Suppose I have some text sentences that I want to cluster using kmeans.
sentences = [
"fix grammatical or spelling errors",
"clarify meaning without changing it",
"correct minor mistakes",
"add related resources or links",
"always respect the original author"
]
from sklearn.feature_extraction.text import CountVectorizer
from sklearn.cluster import KMeans
vectorizer = CountVectorizer(min_df=1)
X = vectorizer.fit_transform(sentences)
num_clusters = 2
km = KMeans(n_clusters=num_clusters, init='random', n_init=1,verbose=1)
km.fit(X)
Now I could predict which of the classes a new text would fall into,
new_text = "hello world"
vec = vectorizer.transform([new_text])
print km.predict(vec)[0]
However, say I apply PCA to reduce 10,000 features to 50.
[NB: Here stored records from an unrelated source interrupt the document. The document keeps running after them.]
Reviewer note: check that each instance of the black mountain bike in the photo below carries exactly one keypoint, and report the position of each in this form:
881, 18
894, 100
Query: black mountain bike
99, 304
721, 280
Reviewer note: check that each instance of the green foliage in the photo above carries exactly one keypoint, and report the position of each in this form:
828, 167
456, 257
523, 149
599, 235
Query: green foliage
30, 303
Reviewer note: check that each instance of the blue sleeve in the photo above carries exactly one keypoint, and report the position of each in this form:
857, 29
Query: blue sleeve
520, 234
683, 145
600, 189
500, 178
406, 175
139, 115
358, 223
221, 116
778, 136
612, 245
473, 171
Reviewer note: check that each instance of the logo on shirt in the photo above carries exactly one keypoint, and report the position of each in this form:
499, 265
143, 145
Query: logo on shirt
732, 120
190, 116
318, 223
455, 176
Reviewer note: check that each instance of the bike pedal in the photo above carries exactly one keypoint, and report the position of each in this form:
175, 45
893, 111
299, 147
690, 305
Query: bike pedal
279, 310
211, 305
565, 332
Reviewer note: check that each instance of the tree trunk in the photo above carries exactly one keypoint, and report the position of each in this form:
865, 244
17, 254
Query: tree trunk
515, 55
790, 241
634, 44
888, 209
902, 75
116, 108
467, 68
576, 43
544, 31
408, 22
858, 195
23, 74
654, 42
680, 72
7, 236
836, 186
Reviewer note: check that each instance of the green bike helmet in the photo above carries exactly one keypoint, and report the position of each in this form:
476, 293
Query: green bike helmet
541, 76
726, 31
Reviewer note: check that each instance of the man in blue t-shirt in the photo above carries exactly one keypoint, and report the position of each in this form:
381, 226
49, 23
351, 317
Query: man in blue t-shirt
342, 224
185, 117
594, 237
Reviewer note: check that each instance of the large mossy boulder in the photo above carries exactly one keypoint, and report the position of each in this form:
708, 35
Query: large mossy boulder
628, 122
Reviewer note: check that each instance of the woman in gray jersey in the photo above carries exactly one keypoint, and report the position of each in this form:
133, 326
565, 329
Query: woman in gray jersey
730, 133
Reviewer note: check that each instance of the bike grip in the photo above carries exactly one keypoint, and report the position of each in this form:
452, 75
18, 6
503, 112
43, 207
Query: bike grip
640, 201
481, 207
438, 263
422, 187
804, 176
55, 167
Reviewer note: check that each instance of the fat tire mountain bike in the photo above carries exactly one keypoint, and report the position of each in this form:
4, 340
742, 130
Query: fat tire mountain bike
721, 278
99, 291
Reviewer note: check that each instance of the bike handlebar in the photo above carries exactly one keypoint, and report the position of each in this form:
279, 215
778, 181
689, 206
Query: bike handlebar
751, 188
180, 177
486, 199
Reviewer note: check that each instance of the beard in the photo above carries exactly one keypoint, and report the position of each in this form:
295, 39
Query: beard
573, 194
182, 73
from sklearn.decomposition import RandomizedPCA
pca = RandomizedPCA(n_components=50,whiten=True)
X2 = pca.fit_transform(X)
km.fit(X2)
I cannot do the same thing anymore to predict the cluster for a new text because the results from vectorizer are no longer relevant
new_text = "hello world"
vec = vectorizer.transform([new_text]) ##
print km.predict(vec)[0]
ValueError: Incorrect number of features. Got 10000 features, expected 50
So how do I transform my new text into the lower dimensional feature space?